Copyright © 2001. Dow Jones & Company, Inc. All Rights Reserved.
Hmmmmm?? And ... what were they afraid would be disclosed? Besides all their phoney companies, were they trying to hide the money they were giving to Clinton (aside from the regular donations which are on the books)???
These are the same people that denied, ignored, and just plain stone-walled all the massive evidence - in so many areas - regarding the Clintons and their combination crime-treason machine.
Now, it is as though the scales of vision - moral and ethical blinders, so to speak - have fallen from their eyes. They seek something that so far is just not there. And in fact, in doing so, the true corruption of the last eight years quickly comes back into view, for all to see.

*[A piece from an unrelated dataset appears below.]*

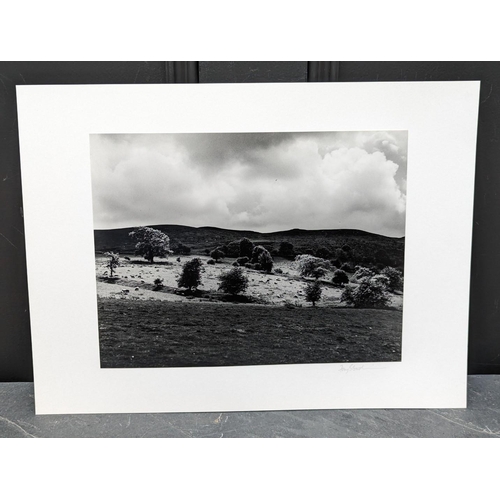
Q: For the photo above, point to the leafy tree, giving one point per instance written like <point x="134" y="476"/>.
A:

I love the smell of burnt liberals in the morning!
The Energy issue is boiling hot in DC. The 'Cheney Task Force' was a target from day one - because it was secret. The Dems vociferously protested, saying Reps were equally furious about Hillary's Health Care Task Force. They refuse to understand the objection: HILLARY WAS NOT ELECTED!
If you remember, during the run-up to the election, the 'BIG OIL' and ANWAR issues were front and center of the argument by the Dems - Bush would poison the environment, destroy the pristine Alaskan wilderness, etc. Bush won the election and that took the wind out of their sails until the energy bill started to percolate.
All of this served to produce a result little noticed by the Dems and the press at the time: the public is not surprised at the connection between Bush/Cheney and energy. Bush was talking up policies that would benefit Enron and others more than 2 years ago.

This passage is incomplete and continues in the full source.